The heat transfer coefficients determined in the aforementioned manner are presented in Figure 4. According to the analyzes with several variables, a very good correlation is obtained between the heat transfer coefficient and the water flow rate, as well as the amount of heat transferred to the water. The heat transfer regression equation coefficients for each cooling element are presented in Table 2 .

Therefore a[W/m<2>K] = c + a x v [m/s] + b x Q [kW].
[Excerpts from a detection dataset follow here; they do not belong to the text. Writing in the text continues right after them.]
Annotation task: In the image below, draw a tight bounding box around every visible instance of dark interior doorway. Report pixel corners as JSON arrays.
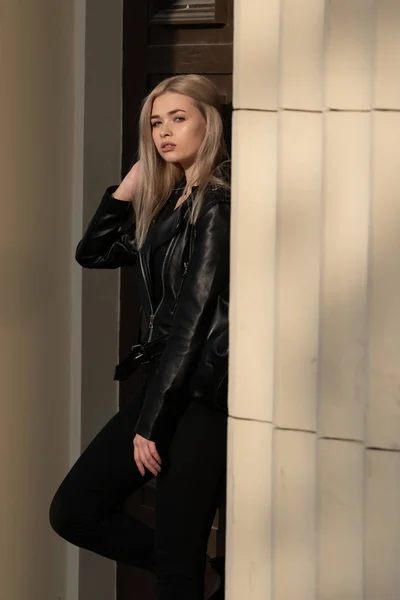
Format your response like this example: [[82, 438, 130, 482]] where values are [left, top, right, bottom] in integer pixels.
[[117, 0, 233, 600]]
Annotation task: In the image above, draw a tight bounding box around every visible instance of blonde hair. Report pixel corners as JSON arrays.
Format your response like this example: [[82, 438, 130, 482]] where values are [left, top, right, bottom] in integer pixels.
[[132, 74, 229, 248]]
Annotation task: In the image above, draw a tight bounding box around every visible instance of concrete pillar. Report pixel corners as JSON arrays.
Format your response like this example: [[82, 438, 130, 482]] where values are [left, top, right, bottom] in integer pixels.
[[227, 0, 400, 600]]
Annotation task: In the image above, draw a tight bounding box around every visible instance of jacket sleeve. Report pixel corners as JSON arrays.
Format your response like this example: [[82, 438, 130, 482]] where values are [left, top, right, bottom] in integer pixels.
[[75, 185, 136, 269], [135, 201, 230, 441]]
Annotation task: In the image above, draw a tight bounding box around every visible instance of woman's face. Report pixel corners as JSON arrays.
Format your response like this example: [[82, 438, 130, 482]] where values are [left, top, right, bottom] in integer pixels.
[[151, 92, 206, 170]]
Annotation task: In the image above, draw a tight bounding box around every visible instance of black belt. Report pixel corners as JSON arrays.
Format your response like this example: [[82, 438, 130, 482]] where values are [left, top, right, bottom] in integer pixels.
[[114, 335, 168, 381]]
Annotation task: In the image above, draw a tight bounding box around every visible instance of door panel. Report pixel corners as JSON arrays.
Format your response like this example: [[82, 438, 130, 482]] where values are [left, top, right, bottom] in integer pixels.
[[117, 0, 233, 600]]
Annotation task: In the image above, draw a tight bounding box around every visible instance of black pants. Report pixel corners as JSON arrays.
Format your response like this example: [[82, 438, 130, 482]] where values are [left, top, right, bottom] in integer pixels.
[[50, 394, 227, 600]]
In order to compare the results, the cross-sectional areas of the flow channels were normalized so that the amount of water flow corresponds to the same flow velocity. The dimensions of the flow channel and the heat transfer area normalized according to the flow rate and its velocity are presented in Table 3. Using the dimensions given in Table 3 for cases A', B', C and D' and the heat transfer coefficients determined as previously stated, the wall-water temperature difference for the normalized cases concerning the flow rate were calculated as a function of the water flow rate for heat rates of 5, 10, 20 and 30kW via Eq.

The results are shown in Figure 5. The figure shows that all cooling elements produced according to the present invention achieve some amount of heat transfer with smaller temperature differences between the water and the wall of the cooling channel illustrating the effectiveness of the process. For example, with a cooling power of 30kW and a water flow velocity of 3m/s, the temperature difference between the wall and the water in different cases is:

When the results are compared with the heat transfer surfaces, it can be seen that the temperature difference between the wall and the water required to transfer the same amount of heat is inversely proportional to the relative heat transfer surface. This means that the surface changes described in this invention can significantly affect the heat transfer efficiency.

Claims (4)

1. A method for producing a cooling plate of a pyrometallurgical reactor, wherein said plate is produced by slip casting of highly thermally conductive copper and has at least one flow channel for cooling water, basically round or oval in cross-section, which is made in the cooling plate during casting, characterized in that, in order to improve the heat transfer capability of the cooling plate, the wall surface of at least one flow channel inside the cooling plate is increased by making one or several grooves inside the surface of the flow channel using a grooved spindles during casting or by machining threads or grooves as in a gun barrel, after casting. 2. The method according to claim 1, characterized in that the grooves as in a rifle barrel are made by means of an expanding spindle. 3. The cooling plate of the pyrometallurgical reactor, produced by sliding casting of copper of high thermal conductivity, and having at least one flow channel for cooling water, basically round or oval in cross-section, indicated by the fact that it is made according to claim 1 and in order to increase the heat transfer capability of the cooling element, the wall surface of at least one flow channel inside the cooling element is increased by grooves, threads or grooves like in a gun barrel or the like. 4. A cooling plate according to claim 3, characterized in that the tube grooves are made with an expanding spindle.